Bush & the Supreme Court:

Bush will get to pick, I predict, at least 3 new Justices over the next four years. Rehnquist certainly will be one of the vacancies. Stevens, at age 84, most likely will be another. And it’s also likely that at least one (or more) of the other seven will go as well. Although the Court will likely shift rightward, it’s highly unlikely that Bush will get to pick three new Justice Scalias. First, even with 54 votes in the Senate, the Democrats can still filibuster the nomination which requires 60 votes to break. Second, even if the filibuster is scrapped (in this particular circumstance), which it might be (declared unconstitutional by a court?), there are enough moderate to liberal Republicans in the Senate who would refuse to pack the court with right-wing ideologues...unless of course, in two years, after the next election, conservative Republicans gain even more ground in the Senate.

Arlen Specter is the poster boy for the liberal-moderate Republican, and he also is likely to be the chair of the Senate’s judiciary committee. And he’s already given Bush a warning not to try to pack the Court with extremists.

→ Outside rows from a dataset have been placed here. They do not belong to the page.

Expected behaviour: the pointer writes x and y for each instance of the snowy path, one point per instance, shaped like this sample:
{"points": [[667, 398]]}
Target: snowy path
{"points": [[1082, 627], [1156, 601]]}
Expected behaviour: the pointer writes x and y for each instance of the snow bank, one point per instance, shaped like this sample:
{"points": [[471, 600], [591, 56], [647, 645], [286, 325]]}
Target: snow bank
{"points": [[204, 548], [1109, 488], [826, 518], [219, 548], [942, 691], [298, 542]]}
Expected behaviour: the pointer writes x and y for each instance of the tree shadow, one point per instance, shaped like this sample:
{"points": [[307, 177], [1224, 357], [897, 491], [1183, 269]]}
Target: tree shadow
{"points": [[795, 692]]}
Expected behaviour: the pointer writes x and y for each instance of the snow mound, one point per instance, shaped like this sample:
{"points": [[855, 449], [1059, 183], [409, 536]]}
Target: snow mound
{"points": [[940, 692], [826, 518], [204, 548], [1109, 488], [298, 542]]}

My predictions on a man who will be nominated and confirmed to the Supreme Court (especially if it looks like an ugly battle will ensue): 10th Circuit Judge, Michael McConnell. He is a fairly solid conservative, but enough of a free thinker and a brilliant and accomplished scholar that he commands respect from all over the ideological spectrum.

Just check out this list of law professors who supported his nomination to the 10th Circuit; it’s full of right-wing conservatives, libertarians and left-wing liberals. He’s one guy who can come to Bush’s rescue in the event that it looks like a war will erupt over an open slot on the Court.

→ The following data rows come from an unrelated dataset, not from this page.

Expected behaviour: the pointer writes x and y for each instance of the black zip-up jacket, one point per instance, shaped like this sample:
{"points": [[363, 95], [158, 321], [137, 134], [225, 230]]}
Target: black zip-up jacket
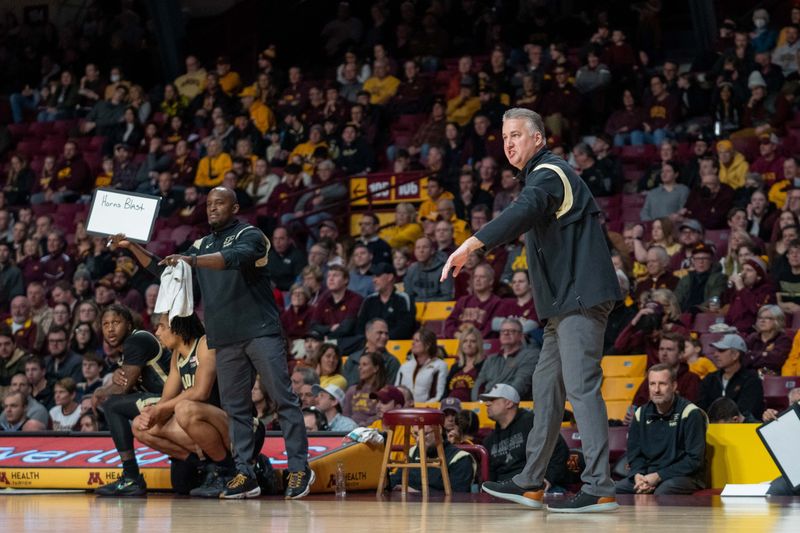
{"points": [[744, 388], [507, 454], [673, 444], [568, 258], [238, 301]]}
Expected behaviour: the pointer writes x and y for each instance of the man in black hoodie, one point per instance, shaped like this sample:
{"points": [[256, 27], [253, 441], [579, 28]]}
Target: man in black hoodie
{"points": [[666, 440], [506, 444], [576, 289]]}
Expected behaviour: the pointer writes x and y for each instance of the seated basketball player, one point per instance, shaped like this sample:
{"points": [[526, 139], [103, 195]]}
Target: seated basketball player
{"points": [[188, 419]]}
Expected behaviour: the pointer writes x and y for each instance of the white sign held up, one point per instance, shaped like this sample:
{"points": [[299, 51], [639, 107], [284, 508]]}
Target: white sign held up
{"points": [[114, 211]]}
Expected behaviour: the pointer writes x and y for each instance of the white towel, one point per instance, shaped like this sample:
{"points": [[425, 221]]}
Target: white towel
{"points": [[175, 295]]}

From John Hart Ely, Akhil Amar, Cass Sunstein, and Paul Finkelman, to Randy Barnett, Richard Epstein, David Bernstein, and Eugene Volokh, to Lino Graglia, Douglas Kmiec, Robert George, and Charles Fried…If he already has been confirmed to the 10th Circuit and can get that kind of coalition of minds behind him, I’d say he’s a sure bet—for a solid conservative—to get confirmed to the Court (but one of the few, perhaps the only real conservative I can think of, who I'd put my money on).

Update: My Dad writes:

Hey Jon,

It’s only me, but I wanted to say that John Hart Ely died recently (after his endorsement of McConnell, but you may want to note that if you use him in a prospective context). Also, as for the filibuster—it is here to stay. I believe that no court—especially the Supreme Court—would interfere with the internal rules of the Senate, which is what the filibuster is, because it would be a “political question” that the courts would never touch. The Senate could, in theory, change their internal rules and abolish the filibuster—but don’t court on it because it has become so much a part of the Senate system that neither out of power Democrats or overreaching in power Republicans would dare to abolish this ingrained institutional policy. Further, cloture (cuts off unlimited) is the existing remedy (60 votes) and it has been used successfully (in actuality or by mere threat) on a number of occasions. The 1964 Civil Rights Act was finally a reality due to the ability of non-Southern Democrats and a handful of liberal Republican Senators getting together to cut off unlimited debate with 60 or more votes. But, a constitutional challenge is not a realistic issue. Keep on blogging.